- Describe the appearance and explain the nature of sunspots
- Interpret data (for example a Butterfly Diagram) in order to describe the long-term latitude drift of sunspots, determine the length of the solar cycle and predict the year of the next solar maximum

Sunspots are areas on the photosphere of the Sun that are cooler than the surrounding area and so appear darker.

Typically they travel around the Sun's disc in groups roughly 1/3 of the surface from 40º north to 40º south of the Equator.

They consist of a central region called an umbra and a surrounding area called a penumbra. Note that these terms are similar to those used in the eclipse section but mean different things.

Temperatures of the umbra are typicaly 4,000k.

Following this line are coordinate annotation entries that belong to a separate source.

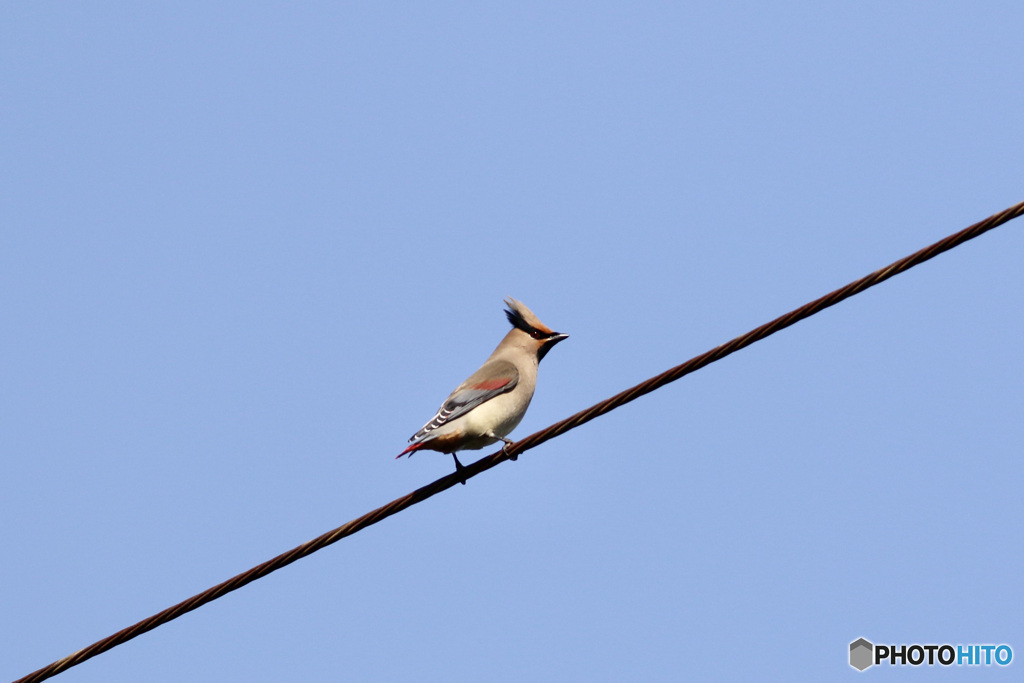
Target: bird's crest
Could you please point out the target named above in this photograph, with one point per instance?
(523, 317)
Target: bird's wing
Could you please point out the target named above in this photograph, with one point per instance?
(493, 379)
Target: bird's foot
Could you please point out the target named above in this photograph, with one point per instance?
(505, 447)
(460, 469)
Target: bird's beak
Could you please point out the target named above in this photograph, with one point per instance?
(548, 343)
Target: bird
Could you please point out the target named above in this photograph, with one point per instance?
(493, 400)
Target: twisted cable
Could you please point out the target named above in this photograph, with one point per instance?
(524, 444)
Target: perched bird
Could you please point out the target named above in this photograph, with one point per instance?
(491, 403)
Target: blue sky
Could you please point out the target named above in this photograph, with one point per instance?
(249, 248)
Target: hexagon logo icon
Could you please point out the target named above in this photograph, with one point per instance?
(861, 654)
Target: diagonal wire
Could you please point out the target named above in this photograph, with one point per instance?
(526, 443)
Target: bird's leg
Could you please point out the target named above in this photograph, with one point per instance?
(459, 468)
(505, 447)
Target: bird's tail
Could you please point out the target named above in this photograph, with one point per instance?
(410, 450)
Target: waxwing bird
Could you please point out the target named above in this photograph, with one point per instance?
(491, 403)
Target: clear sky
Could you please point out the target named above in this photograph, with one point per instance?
(247, 249)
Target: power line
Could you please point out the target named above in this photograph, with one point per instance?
(526, 443)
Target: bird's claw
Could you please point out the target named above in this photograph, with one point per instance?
(460, 469)
(505, 450)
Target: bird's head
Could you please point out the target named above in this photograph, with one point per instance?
(541, 337)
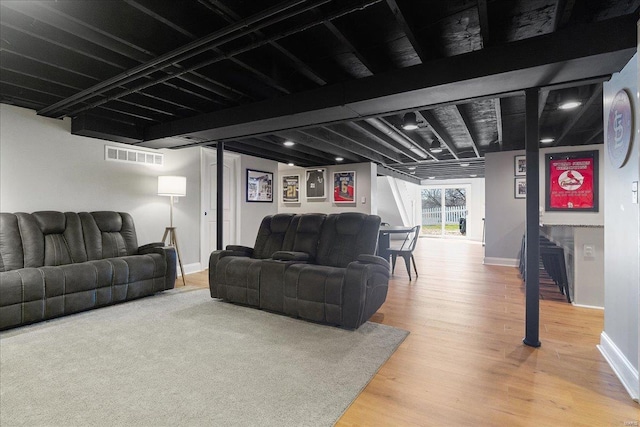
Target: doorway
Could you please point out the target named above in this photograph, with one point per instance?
(444, 211)
(231, 200)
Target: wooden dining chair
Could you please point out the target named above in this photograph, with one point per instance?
(405, 250)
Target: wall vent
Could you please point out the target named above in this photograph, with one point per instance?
(118, 154)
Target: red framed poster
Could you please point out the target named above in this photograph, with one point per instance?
(572, 181)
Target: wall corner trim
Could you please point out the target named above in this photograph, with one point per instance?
(504, 262)
(625, 371)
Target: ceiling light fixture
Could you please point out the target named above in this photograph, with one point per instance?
(568, 105)
(409, 121)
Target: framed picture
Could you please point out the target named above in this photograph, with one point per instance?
(344, 187)
(520, 188)
(572, 181)
(291, 189)
(259, 186)
(520, 165)
(316, 180)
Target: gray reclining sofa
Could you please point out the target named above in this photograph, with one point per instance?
(316, 267)
(55, 263)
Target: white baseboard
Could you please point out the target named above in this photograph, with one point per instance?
(190, 268)
(625, 371)
(504, 262)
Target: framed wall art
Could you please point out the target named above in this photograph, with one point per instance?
(344, 187)
(520, 188)
(315, 182)
(520, 165)
(572, 181)
(291, 188)
(259, 186)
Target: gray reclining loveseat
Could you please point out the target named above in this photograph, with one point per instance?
(313, 266)
(55, 263)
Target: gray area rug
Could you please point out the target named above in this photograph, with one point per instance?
(181, 358)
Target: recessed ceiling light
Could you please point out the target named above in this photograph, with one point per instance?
(570, 105)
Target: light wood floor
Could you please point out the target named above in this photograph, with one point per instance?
(464, 362)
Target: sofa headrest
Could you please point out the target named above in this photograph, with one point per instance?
(108, 221)
(51, 222)
(310, 223)
(280, 223)
(350, 223)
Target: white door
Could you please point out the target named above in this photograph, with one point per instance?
(209, 202)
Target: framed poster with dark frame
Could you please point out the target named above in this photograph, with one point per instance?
(316, 183)
(572, 181)
(291, 188)
(344, 187)
(520, 165)
(520, 188)
(259, 186)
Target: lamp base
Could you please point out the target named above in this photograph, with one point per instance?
(173, 241)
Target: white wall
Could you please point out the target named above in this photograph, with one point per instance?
(504, 214)
(44, 167)
(621, 336)
(475, 202)
(366, 191)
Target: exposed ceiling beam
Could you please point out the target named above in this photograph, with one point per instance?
(406, 26)
(333, 138)
(365, 141)
(579, 52)
(596, 96)
(440, 132)
(381, 138)
(338, 34)
(313, 142)
(467, 127)
(387, 171)
(231, 16)
(483, 18)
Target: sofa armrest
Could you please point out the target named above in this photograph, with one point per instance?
(290, 256)
(239, 250)
(373, 259)
(365, 290)
(169, 255)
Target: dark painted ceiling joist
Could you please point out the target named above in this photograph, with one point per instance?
(576, 53)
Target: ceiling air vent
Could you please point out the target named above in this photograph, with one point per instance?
(118, 154)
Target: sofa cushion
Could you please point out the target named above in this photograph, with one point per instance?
(314, 292)
(275, 234)
(345, 236)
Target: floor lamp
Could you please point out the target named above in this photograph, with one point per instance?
(173, 186)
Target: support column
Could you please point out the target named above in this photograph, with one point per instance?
(532, 235)
(219, 194)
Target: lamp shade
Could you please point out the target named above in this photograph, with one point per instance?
(172, 186)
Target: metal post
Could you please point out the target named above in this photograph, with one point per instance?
(219, 194)
(532, 235)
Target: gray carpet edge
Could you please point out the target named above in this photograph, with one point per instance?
(53, 325)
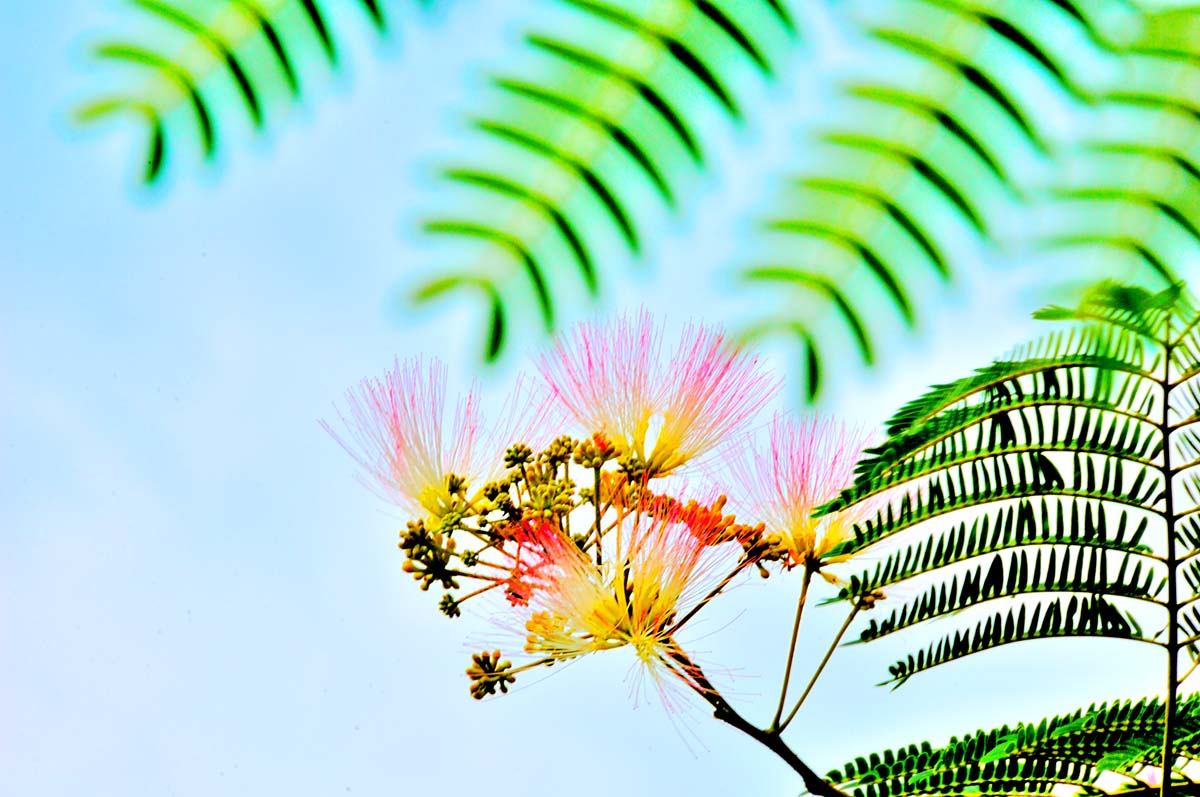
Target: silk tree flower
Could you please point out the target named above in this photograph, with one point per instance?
(655, 571)
(613, 378)
(415, 453)
(807, 462)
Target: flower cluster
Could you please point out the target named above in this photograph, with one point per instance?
(579, 533)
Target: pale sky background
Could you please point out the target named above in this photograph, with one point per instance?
(197, 598)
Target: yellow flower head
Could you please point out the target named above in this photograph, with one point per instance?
(409, 445)
(615, 381)
(655, 569)
(807, 462)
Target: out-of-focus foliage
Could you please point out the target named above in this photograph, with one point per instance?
(202, 58)
(1065, 129)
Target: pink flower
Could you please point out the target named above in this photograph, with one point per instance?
(615, 381)
(655, 568)
(407, 443)
(808, 462)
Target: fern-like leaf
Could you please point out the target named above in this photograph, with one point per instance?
(576, 141)
(258, 48)
(1120, 739)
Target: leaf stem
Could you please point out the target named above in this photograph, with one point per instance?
(1173, 600)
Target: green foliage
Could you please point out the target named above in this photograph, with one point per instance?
(258, 48)
(1120, 738)
(573, 144)
(1073, 465)
(952, 132)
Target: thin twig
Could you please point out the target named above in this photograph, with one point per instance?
(828, 655)
(725, 582)
(791, 647)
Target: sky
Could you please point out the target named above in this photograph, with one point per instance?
(198, 598)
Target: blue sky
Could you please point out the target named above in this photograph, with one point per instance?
(197, 598)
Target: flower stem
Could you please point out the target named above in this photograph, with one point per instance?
(700, 683)
(816, 675)
(595, 499)
(791, 648)
(725, 582)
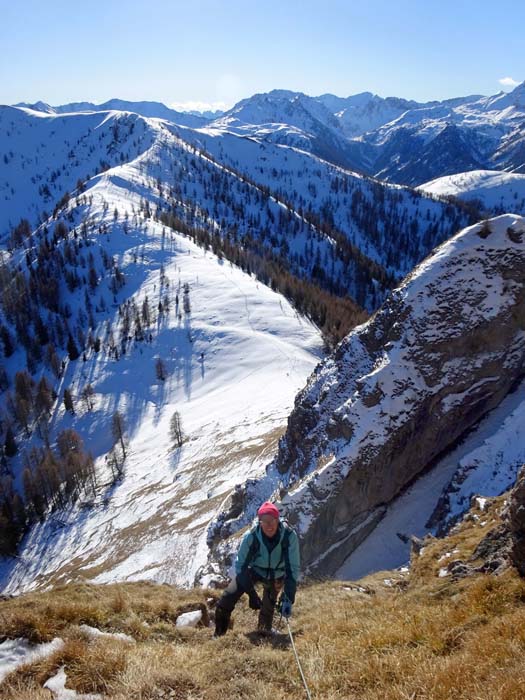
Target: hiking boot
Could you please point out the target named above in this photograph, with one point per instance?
(222, 621)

The penumbra is usually around 5,600k.

Sunspots are caused by local changes in the Sun's magnetic field. When this field is stronger in one region, the convention abilities (the way heat rises) are diminished and so the hotter gases from below do not affect that region temporarily.Their duration may vary from several hours to months.

Typically they vary from a few thousand miles to 50,000km. Exceptionally large sunspots have been observed around 200,000km.

Solar Flares emanate from sunspots producing more solar particles.

The rotation of the Sun can be observed because of the movement of sunspots across its disc.

Sunspots are good evidence of a solar cycle which the Sun goes through every 11 years.

The more sunspots occur, the more heat the Sun produces and vice versa. More sunspots mean the Sun is active, less mean the Sun is quiet.


  • Darker part of sunspot = Umbra
  • Lighter part of sunspot = Penumbra
  • Sunspot cycle = 11 years
  • Why does a sunspot look darker than the rest of the Sun?
  • Describe the long term drift of sunspots.
  • Describe the sunspot Cycle.
Did you know?

A period of very low sunspot activity in the 17th century called the Maunder Minimum coincides with a cold period in northern Europe.